Not only that, but one doctor’s notes of conversations indicate that McGovern was pushing the emergency room doctors to not admit patients to the hospital— which if true could be at odds with a federal law requiring care be provided by hospital emergency rooms.

“I pushed back about ‘not admitting patients’ because we were already decreasing as many admissions as we could, just due to the boarding and space issues, but we were still being harassed about it,” wrote the doctor, Marget “Meg” Pattison, PeaceHealth’s Emergency Medicine Department chair.

Pattison reportedly contacted the Oregon Medical Board about the situation and was told that while McGovern, formerly a practicing doctor, had maintained an administrative license, it did not permit him to participate in patient care.

The records also show medical staff across PeaceHealth have united in the wake of the system’s move to further privatize its operations, urging McGovern be removed and that the decision to change emergency room providers be revisited.

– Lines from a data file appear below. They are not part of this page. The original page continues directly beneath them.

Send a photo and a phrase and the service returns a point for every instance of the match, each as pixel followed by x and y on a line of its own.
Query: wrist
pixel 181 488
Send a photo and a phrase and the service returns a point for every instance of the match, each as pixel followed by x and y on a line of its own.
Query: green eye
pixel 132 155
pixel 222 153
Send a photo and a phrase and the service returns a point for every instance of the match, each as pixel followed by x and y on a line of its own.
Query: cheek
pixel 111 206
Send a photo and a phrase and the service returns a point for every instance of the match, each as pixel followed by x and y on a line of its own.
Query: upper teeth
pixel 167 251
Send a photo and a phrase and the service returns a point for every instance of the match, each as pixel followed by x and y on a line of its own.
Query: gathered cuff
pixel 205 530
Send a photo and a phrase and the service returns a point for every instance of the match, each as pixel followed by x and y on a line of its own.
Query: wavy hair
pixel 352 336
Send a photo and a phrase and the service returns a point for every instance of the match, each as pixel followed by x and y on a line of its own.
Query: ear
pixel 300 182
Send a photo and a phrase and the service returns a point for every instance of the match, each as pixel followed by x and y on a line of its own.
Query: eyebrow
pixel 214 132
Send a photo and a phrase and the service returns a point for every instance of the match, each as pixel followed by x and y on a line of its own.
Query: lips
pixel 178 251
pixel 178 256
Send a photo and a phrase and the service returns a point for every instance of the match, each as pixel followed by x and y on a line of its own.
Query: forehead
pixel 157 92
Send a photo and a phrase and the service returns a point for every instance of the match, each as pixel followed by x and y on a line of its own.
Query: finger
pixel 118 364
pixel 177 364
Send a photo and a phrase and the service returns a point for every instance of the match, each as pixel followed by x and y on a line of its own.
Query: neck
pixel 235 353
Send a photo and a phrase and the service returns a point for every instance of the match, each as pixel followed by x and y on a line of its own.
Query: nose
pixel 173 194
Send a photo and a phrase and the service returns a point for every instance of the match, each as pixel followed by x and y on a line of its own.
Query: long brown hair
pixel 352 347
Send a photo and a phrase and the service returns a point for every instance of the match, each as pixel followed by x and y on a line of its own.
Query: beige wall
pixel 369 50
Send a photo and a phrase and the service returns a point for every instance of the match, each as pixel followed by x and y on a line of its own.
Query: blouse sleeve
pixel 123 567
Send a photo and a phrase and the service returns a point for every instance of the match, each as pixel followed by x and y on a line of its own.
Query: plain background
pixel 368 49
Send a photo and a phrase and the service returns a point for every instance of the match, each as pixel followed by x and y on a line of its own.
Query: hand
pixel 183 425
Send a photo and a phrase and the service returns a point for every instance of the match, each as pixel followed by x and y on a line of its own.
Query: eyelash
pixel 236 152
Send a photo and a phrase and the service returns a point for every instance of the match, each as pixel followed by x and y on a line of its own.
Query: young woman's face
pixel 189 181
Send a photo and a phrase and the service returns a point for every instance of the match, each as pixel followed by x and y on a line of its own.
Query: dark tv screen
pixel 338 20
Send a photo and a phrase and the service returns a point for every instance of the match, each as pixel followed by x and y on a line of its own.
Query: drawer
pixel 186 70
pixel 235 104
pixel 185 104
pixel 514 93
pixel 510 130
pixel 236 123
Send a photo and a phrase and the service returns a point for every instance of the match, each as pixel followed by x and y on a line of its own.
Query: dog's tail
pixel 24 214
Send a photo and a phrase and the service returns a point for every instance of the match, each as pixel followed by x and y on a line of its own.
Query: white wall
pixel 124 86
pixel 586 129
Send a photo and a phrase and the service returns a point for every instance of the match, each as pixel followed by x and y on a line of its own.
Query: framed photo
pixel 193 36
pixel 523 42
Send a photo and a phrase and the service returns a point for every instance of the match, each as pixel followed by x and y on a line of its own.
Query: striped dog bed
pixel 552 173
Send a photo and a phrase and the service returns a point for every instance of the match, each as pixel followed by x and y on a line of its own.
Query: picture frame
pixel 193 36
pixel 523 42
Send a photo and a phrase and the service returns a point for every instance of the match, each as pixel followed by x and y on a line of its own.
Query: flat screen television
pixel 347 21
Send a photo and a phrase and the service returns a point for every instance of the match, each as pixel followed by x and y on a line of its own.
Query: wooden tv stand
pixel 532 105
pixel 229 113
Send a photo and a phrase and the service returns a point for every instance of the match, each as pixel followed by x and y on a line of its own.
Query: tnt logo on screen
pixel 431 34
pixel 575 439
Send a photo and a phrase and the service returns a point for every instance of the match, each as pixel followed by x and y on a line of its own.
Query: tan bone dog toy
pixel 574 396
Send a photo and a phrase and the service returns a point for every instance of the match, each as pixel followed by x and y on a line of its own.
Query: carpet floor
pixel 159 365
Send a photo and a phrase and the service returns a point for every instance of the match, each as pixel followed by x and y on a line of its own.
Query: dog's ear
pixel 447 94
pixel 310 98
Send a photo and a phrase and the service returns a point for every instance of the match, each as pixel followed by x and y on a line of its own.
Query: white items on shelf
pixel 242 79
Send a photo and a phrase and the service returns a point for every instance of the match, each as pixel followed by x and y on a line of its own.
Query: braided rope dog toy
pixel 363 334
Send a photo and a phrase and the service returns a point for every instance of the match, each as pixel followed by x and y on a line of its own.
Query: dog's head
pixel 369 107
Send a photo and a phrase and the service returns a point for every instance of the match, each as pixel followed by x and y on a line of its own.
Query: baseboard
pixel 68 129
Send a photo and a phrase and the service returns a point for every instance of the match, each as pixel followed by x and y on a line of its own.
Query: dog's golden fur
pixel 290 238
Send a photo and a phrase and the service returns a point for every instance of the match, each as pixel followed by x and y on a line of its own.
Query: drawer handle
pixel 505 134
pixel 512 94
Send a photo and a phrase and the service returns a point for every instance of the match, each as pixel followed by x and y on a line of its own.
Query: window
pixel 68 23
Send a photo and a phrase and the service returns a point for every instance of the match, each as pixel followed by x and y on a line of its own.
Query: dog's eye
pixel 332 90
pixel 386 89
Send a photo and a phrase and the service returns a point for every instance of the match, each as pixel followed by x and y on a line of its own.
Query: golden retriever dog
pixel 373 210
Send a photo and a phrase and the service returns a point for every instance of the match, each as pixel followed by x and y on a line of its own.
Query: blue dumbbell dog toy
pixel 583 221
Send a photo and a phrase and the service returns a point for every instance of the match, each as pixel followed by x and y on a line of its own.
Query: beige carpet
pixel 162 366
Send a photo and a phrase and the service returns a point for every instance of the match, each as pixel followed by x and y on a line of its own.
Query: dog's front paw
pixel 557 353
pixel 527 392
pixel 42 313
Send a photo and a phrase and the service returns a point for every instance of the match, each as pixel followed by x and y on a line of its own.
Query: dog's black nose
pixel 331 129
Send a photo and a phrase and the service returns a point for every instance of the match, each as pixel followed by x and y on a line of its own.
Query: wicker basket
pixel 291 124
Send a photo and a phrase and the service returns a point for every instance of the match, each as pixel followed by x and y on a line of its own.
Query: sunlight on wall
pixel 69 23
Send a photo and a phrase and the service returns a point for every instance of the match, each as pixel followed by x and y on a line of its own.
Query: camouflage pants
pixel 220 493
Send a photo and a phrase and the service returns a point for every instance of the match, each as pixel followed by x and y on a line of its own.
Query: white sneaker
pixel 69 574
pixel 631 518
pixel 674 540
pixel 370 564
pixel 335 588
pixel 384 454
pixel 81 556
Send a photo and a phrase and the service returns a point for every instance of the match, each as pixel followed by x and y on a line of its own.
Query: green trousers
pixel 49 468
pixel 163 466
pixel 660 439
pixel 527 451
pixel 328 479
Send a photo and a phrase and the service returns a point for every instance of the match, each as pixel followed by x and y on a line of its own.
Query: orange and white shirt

PeaceHealth rejects medical staff requests

PeaceHealth leadership has, in effect, told the medical staff that won’t happen.

“We are proceeding with our plans for the transition to Lane Emergency Physicians this summer to ensure we continue providing uninterrupted, high-quality care to the residents of Lane County. PeaceHealth’s request for proposal committee was a multi-disciplinary team of leaders and collectively made the decision to change emergency department physician management partners in Lane County. It was never a decision made by one individual.”

Wilde, for his part, told The Lund Report that even if the PeaceHealth board approved of the ApolloMD decision, board members likely were not aware of what led up to the decision, and the ethical concerns the documents raise.

Now the leak of the documents means not only a judge will be scrutinizing how PeaceHealth has been operating its emergency rooms, but lawmakers will, too.

“This situation highlights a pattern of instability and lack of communication that has worried both providers and patients in our community, and is exactly why we are trying to separate accountants and attorneys and administrators from the responsibility for patient care,” Rep. Nancy Nathanson (D-North Eugene) said in a statement. “We need clear answers about what happened, how many patients may have been affected, and what safeguards will be put in place moving forward.”

Rep. Lisa Fragala (D-Eugene) echoed Nathanson, saying “These allegations are deeply concerning, and they reinforce why we’ve been pushing for greater transparency and adherence to Oregon’s patient-protection laws.”

As for Wilde, he calls the timing of the ApolloMD move suspicious, coming as it did shortly after McGovern learned that staff had submitted a complaint about his actions. He said that if PeaceHealth wanted more control over the physicians, it could simply hire them as employees.

“There’s other ways to accomplish what they’re trying to accomplish that don’t add another layer of profit taking and bureaucracy in the system,” he said, adding that the emergency room doctors were not the ones causing the boarding problem.

“That’s the part that kind of makes me scratch my head and makes it look a lot more personal,” he said.